As 500 new Richardson ISD teachers prepare to welcome their charges on the first day of school Monday, one Lake Highlands Junior High teacher stands out from the recent college grads.
She may be an RISD rookie, but Erin Blaydes Anderson has spent lots of time in LH classrooms.
Anderson, who will teach 7th grade science at LHJH, attended the school during her own 7-9th grade years, long before the Lake Highlands Freshman Center was built and folded into LHHS. Son Jacob, entering 7th grade, will be in the building with her, and her older kids, Austin and Sara, attended LHJH, too.
Anderson admits becoming a junior high science teacher is the last thing she expected when she was a Wildcat herself.
“If you had told me in junior high that I would go back to junior high, I would have laughed, then cried, then punched you,” Anderson told me. “I was a square-peg-in-a-round-hole kind of kid – awkward socially, not part of the cool crowd. There were teachers, God love ‘em, who got me through those days. I was a choir kid, and I probably ate lunch in the choir room with [late choir director] Michael O’Hern 4-5 days a week because that’s where I felt safe and included. [Coach] Kathy Barley kept us laughing and saw us as human beings. She knew we needed to blow off steam sometimes, and sometimes we needed to cry. She was a true friend of the junior high girl. Jean Wyatt and Terry Hamm were our student council sponsors and taught us ‘people tend to support that which they had a hand in creating.’ They built confidence in us and what we have to offer the world.”
At LHHS, Anderson recalls the day during senior year when Sue Passmore, one of LH’s first and most beloved teachers, insisted Anderson sit on her lap for an old-fashioned hug.
“We all have those days, and she could see I was blue. She made me tell her what was going wrong. She loved on the awkward kids – loved on every kid – and saw us as her own.”

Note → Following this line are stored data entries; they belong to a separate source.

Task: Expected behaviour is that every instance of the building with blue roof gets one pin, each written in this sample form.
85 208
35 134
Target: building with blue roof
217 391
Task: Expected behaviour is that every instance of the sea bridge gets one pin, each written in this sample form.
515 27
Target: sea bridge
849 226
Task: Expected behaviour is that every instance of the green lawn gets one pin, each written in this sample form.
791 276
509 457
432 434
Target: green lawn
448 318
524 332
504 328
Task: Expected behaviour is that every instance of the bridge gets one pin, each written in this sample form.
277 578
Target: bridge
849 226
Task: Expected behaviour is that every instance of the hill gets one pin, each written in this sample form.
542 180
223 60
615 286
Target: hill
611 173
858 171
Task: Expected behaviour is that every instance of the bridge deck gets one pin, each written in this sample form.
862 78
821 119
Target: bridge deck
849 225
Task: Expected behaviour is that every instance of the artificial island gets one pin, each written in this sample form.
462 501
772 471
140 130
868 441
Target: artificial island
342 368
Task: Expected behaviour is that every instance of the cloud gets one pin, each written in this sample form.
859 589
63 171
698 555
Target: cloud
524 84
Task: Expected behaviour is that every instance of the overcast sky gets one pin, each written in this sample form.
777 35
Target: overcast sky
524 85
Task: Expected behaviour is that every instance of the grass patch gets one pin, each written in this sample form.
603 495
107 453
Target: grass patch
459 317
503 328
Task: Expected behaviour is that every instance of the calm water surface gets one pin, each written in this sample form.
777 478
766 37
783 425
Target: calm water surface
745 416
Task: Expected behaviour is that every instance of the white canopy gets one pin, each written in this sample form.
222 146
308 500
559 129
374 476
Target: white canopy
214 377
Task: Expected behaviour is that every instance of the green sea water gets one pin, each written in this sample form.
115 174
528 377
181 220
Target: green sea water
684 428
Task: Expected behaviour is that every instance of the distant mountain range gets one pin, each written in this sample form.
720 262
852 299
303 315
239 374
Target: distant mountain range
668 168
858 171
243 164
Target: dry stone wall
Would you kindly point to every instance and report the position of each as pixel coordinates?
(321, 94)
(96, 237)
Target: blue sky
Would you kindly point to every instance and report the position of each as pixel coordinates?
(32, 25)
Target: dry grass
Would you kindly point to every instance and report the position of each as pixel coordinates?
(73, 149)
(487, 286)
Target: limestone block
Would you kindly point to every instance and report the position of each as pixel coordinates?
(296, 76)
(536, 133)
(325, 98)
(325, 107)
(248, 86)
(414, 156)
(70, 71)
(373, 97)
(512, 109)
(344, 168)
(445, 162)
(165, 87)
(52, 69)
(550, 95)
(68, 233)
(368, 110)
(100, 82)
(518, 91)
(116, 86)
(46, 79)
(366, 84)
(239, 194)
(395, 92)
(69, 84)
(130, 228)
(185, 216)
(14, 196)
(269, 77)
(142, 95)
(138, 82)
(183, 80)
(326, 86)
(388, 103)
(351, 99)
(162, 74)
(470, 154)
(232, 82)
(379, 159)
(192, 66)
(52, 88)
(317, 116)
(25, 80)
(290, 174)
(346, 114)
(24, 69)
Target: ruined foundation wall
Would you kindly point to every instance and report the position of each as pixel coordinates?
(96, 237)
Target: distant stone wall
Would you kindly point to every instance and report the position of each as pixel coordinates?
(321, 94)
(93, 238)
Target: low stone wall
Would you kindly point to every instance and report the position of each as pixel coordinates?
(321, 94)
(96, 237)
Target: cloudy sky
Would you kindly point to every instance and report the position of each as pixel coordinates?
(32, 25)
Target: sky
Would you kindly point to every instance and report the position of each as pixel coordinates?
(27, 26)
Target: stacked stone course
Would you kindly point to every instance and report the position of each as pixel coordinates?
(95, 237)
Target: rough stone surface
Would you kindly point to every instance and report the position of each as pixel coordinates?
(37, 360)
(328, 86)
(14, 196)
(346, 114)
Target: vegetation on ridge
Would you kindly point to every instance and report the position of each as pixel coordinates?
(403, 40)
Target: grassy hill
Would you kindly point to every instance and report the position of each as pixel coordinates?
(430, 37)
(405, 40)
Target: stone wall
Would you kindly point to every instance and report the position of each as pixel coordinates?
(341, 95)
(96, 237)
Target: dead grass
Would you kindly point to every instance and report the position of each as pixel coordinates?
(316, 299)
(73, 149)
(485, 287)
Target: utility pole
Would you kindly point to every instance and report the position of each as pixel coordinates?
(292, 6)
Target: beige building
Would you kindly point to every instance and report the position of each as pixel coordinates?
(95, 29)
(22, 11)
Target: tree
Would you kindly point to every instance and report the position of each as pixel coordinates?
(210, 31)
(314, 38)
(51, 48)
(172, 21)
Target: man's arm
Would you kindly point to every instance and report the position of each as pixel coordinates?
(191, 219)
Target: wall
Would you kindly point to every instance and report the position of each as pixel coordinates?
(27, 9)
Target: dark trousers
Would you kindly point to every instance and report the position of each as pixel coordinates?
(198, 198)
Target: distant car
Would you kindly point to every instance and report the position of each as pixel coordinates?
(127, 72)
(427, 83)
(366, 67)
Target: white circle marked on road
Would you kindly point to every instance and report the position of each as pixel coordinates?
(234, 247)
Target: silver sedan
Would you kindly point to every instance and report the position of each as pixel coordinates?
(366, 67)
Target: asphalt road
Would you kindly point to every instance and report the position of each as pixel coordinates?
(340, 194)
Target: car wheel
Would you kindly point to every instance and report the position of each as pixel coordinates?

Anderson’s career has been a country quilt of seemingly unrelated jobs, including therapy aide, corporate event planner and tech company employee. Most recently, she worked on a master’s degree while teaching pre-school at CCDC, Christian Childhood Development Center at Lake Highlands United Methodist Church.
“I’ve been a jack-of-all-trades, a consummate lifelong learner. I had all these different jobs – and loved them all – but when I started teaching at CCDC, I knew what I wanted to be when I grew up. I loved getting out of bed every day to go to work.
“People say, ‘You’re going from pre-school to junior high. That’s a big jump,’ but they’re not that different,” says Anderson. “Seventh graders are going to a new building with new friends and a big increase in expectations. They are learning how to be organized. Nobody knows what to do with their hands and feet.
“I’ve already had two kids go through that as a mom, and I’ve seen how kids struggle with the transition. Some kids fly through, and others struggle. I want to be the teacher who understands that you have to hold them accountable, have high expectations, but these kids need so much grace. They need someone to come alongside them and encourage them.”
Anderson understands, too, that you can’t invite a downtrodden 7th grader to sit in your lap these days and give them a much-needed hug.
“No you absolutely can’t, but you can offer grace when they show up with a late paper. I can open my classroom for lunch. I have a heart for that struggling student.”
Anderson describes herself as a “goody-two-shoes” during her days at LHJH and LHHS and has fond memories of volunteering with Girls Service League and performing in school musicals and Espree shows. On Friday nights, she could be found at Wildcat football games listening to her dad, Bill Blaydes, then the “Voice of the Wildcats.” He later represented LH as a Dallas City Councilmember.
“It was great,” said Anderson. “He had this deep booming voice, and my friends would say, ‘I wouldn’t want him to be mad at me. I was totally proud of him.”
Anderson’s message for her incoming students is not much different from the one she had for her kids at CCDC – expect to have fun.
“We’ll learn through play,” says Anderson. “We won’t be in our desks much. We will have a lab every week and we will be working with our hands. We’ll look at all the different career possibilities and the ways science improves our lives – hot topics like global warming and biodiversity, and we have LHJH students who are refugees from Burma to learn from about how our worlds are linked even though we’re on opposite sides of the planet. It’s going to be fun.”
School begins for all of Richardson ISD on Monday, Aug. 21.